Sedlak played for Yugoslavia and Serbia in the Chess Olympiad:
- In 2006, at second board in the 37th Chess Olympiad in Turin (+4, =4, -4),
- In 2010, at first board in the 39th Chess Olympiad in Khanty-Mansiysk (+2, =5, -3),
- In 2012, at fourth board in the 40th Chess Olympiad in Istanbul (+5, =4, -0),
- In 2014, at fourth board in the 41st Chess Olympiad in Tromsø (+5, =3, -0) and won individual gold medal,
- In 2016, at third board in the 42nd Chess Olympiad in Baku (+0, =3, -4).

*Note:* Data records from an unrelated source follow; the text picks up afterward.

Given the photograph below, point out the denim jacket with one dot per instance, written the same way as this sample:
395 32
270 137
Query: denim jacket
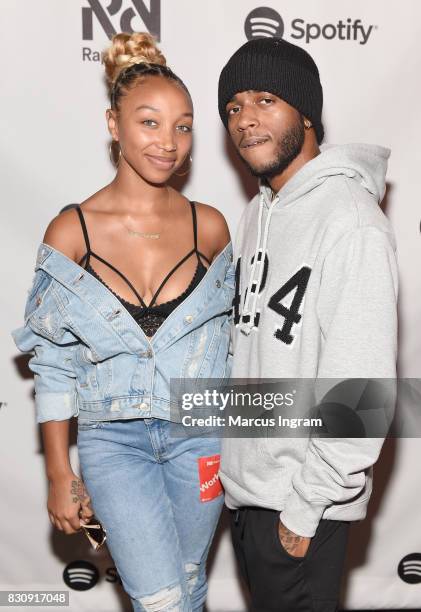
92 360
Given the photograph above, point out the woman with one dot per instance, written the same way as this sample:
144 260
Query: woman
132 289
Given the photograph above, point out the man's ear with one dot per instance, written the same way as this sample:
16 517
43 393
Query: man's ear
112 123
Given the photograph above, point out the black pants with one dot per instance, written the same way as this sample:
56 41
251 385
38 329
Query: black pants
277 580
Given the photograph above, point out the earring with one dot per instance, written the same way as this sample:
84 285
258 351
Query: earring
188 169
111 153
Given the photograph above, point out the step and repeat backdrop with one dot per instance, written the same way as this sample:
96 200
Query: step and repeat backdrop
54 152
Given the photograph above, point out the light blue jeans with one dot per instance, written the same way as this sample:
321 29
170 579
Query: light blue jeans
143 481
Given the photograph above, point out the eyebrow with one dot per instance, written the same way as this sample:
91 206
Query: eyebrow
234 98
156 110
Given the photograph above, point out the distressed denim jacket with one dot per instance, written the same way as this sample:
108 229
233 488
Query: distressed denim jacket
92 360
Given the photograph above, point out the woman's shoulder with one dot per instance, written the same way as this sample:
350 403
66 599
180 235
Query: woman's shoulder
212 227
64 233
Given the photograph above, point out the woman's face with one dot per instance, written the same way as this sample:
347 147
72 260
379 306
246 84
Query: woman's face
154 128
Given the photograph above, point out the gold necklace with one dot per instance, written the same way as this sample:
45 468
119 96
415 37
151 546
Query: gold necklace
149 235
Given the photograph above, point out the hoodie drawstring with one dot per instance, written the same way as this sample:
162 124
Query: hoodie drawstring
254 265
247 327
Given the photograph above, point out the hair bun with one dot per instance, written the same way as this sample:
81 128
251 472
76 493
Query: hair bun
128 49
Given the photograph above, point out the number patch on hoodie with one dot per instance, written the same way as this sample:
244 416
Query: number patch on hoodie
291 314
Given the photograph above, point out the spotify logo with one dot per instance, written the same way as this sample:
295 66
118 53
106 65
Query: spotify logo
80 575
409 568
263 22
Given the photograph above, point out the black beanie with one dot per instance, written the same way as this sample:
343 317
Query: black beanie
278 67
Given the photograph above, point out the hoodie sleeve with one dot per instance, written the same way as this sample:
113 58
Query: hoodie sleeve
358 321
52 360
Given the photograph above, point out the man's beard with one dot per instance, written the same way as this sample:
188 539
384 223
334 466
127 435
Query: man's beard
288 148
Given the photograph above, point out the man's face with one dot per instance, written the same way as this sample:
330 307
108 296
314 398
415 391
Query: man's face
267 132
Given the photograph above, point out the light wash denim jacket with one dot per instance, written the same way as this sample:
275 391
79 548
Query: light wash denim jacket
92 360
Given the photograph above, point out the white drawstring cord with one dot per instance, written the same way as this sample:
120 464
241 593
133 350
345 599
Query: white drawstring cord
247 327
244 326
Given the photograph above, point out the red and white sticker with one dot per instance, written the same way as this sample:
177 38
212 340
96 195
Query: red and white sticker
210 485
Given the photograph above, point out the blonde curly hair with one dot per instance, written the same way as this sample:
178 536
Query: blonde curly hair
129 59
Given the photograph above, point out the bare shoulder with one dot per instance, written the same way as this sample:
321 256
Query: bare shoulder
213 229
64 234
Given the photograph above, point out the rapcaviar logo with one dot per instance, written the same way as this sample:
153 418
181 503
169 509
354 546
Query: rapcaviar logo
266 22
80 575
263 22
113 17
409 569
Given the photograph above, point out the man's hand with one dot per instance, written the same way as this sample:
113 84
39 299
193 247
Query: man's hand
295 545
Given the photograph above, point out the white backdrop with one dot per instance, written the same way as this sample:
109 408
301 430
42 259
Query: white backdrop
54 152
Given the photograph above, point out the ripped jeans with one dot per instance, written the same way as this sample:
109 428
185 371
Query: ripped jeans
145 489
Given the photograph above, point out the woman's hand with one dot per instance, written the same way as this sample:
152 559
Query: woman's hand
68 503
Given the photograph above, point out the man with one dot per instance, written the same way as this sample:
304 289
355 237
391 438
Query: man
316 285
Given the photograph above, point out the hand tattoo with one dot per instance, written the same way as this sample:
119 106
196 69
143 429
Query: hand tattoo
291 541
78 491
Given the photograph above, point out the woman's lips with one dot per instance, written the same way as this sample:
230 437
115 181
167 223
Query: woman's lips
165 163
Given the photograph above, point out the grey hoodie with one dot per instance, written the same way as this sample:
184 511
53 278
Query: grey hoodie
326 309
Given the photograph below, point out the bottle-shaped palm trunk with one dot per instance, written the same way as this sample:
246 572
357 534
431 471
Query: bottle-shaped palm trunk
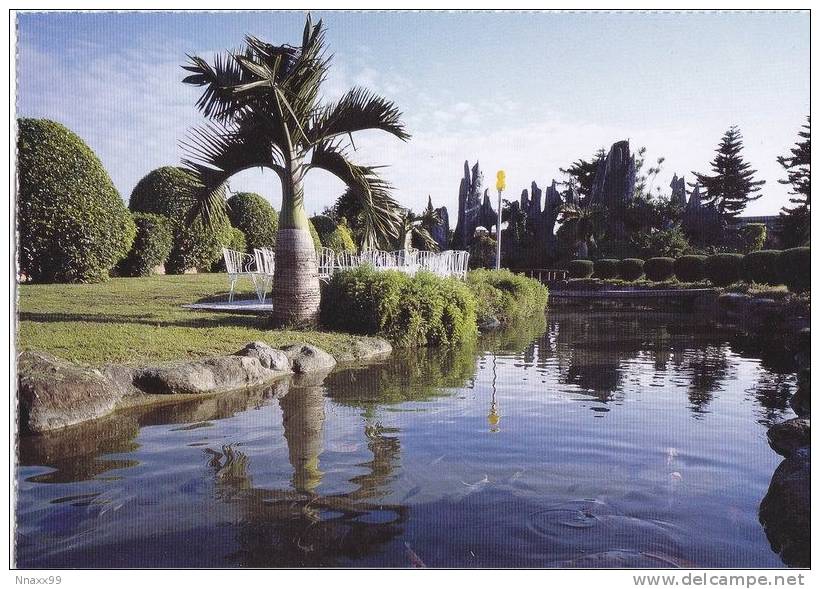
295 291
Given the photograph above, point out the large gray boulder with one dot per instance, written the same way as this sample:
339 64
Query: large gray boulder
54 394
307 358
785 438
785 511
270 358
210 375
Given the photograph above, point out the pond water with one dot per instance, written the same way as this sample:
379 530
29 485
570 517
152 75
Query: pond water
585 439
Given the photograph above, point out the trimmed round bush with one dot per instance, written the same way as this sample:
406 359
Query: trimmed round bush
419 310
690 268
762 267
72 224
167 191
630 268
724 269
659 269
255 217
151 246
580 268
795 268
606 268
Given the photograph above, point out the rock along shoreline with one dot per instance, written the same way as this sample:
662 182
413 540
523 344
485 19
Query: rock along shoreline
54 394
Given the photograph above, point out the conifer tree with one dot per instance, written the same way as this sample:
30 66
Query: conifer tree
795 222
732 186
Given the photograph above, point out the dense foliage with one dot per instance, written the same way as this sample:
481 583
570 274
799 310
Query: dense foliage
795 268
762 267
152 245
795 221
71 222
606 268
167 191
255 217
732 185
580 268
630 268
690 268
659 269
724 269
419 310
506 296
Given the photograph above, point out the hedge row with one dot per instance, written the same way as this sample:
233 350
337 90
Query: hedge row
426 309
791 267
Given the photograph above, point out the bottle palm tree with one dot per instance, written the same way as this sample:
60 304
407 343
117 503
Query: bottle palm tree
264 110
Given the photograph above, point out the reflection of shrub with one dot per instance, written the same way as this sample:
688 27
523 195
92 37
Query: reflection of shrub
606 268
690 268
762 267
167 191
151 246
409 310
72 224
580 268
505 295
630 268
724 269
659 269
255 217
795 268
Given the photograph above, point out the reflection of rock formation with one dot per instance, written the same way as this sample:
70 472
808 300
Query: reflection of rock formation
303 417
785 511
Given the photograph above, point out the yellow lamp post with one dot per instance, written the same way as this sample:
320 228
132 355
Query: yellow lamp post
500 185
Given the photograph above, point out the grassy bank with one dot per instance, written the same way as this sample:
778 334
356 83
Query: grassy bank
135 320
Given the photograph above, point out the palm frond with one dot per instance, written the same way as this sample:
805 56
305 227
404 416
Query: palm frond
214 153
357 110
380 212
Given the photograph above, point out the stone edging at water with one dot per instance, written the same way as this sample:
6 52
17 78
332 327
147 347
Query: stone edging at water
54 393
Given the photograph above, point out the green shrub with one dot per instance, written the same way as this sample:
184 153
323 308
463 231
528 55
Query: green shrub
151 246
724 269
72 224
340 239
795 268
762 267
690 268
166 191
255 217
630 268
505 295
659 269
606 268
580 268
418 310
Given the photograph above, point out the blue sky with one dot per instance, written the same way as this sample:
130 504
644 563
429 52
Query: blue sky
528 92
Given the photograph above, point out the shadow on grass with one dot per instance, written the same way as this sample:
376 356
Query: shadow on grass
217 320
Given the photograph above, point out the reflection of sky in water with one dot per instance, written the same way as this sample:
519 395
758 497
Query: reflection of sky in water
626 436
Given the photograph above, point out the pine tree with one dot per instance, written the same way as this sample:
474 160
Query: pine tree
732 186
795 222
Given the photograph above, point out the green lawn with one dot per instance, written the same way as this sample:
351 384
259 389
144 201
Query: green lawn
137 319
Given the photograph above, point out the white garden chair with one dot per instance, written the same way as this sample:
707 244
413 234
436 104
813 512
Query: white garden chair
326 258
265 265
239 264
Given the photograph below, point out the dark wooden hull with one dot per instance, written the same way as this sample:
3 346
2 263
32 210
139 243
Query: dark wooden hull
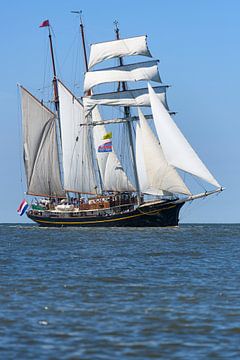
154 215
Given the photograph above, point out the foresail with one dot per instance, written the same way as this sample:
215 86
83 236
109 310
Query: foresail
78 167
113 176
154 172
124 47
135 97
134 72
176 148
40 148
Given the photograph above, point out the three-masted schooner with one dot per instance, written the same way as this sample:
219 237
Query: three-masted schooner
72 165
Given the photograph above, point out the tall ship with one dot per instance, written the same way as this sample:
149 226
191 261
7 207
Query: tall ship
114 156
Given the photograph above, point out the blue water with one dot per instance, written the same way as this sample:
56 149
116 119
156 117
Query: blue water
146 293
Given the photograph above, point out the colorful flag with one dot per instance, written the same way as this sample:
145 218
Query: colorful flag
44 23
107 147
107 136
22 207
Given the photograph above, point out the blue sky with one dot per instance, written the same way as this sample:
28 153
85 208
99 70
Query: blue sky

Sedlak played for Yugoslavia and Serbia in the European Team Chess Championships:
- In 2003, at reserve board in the 14th European Team Chess Championship in Plovdiv (+0, =2, -1),
- In 2007, at reserve board in the 16th European Team Chess Championship in Heraklion (+3, =2, -3),
- In 2009, at second board in the 17th European Team Chess Championship in Novi Sad (+2, =3, -3),
- In 2015, at fourth board in the 20th European Team Chess Championship in Reykjavík (+2, =4, -2),
- In 2017, at reserve board in the 21st European Team Chess Championship in Hersonissos (+3, =2, -0),
- In 2019, at second board in the 22nd European Team Chess Championship in Batumi (+3, =2, -4).

In 2000, he was awarded the FIDE International Master (IM) title and received the FIDE Grandmaster (GM) title three years later.